Experiência do setor privado pode ajudar a melhorar gestão do SUS

07/06/2016
Portal Brasil

O setor privado poderá colocar sua experiência de gestão a serviço do Sistema Único de Saúde (SUS), cujos ganhos em eficiência trariam grandes benefícios para os usuários. Uma proposta de transferência de know-how foi discutida, no final da semana passada, entre o ministro da Saúde, Ricardo Barros, e o Movimento Brasil Competitivo (MBC), que reúne algumas das mais exitosas empresas do País.

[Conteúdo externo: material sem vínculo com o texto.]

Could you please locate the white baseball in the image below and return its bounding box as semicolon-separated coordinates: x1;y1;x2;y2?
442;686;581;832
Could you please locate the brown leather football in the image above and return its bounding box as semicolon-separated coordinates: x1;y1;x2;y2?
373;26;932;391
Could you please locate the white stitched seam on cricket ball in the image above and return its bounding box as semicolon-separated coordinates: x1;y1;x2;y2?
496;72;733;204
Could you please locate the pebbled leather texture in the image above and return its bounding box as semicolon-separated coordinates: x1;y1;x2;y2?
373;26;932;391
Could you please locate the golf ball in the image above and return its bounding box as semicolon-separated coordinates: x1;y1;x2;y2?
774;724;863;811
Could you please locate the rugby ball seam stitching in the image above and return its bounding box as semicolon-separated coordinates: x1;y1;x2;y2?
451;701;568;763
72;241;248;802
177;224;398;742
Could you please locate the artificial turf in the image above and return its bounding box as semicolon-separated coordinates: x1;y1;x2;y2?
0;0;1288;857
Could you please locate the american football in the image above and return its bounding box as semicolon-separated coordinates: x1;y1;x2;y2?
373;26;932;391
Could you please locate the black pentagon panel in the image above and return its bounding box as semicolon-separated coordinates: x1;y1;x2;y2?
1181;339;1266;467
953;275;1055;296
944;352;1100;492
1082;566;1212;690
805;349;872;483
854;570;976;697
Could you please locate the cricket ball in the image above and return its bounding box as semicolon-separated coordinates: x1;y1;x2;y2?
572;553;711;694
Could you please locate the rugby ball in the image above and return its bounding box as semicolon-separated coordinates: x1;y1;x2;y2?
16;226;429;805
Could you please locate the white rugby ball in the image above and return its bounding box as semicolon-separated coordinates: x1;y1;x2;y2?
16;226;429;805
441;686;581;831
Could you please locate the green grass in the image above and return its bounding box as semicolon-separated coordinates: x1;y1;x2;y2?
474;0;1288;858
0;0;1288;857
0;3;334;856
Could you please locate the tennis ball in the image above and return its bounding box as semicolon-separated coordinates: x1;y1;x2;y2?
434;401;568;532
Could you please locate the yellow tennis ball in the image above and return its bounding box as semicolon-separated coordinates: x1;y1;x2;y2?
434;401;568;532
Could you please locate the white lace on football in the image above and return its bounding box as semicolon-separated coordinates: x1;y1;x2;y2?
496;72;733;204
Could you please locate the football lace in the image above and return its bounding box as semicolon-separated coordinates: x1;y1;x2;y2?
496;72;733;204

“É preciso melhorar a qualidade do serviço prestado à população. Trago a nossa experiência para ajudar a aumentar a produtividade no setor público. Podemos melhorar até 30% a produtividade da saúde pública com os recursos que já temos”, disse o empresário Jorge Gerdau, um dos participantes da reunião no Ministério da Saúde. Além de presidente do Conselho Superior do MBC, o empresário faz parte do Conselho Consultivo da Gerdau.

“O MBC tem procurado ajudar em várias áreas da gestão pública. E a saúde é uma prioridade para o País”, acrescentou Jorge Gerdau, para quem a melhoria da gestão passa pelo incremento da informatização do sistema, o gerenciamento de recursos e o estabelecimento de parcerias.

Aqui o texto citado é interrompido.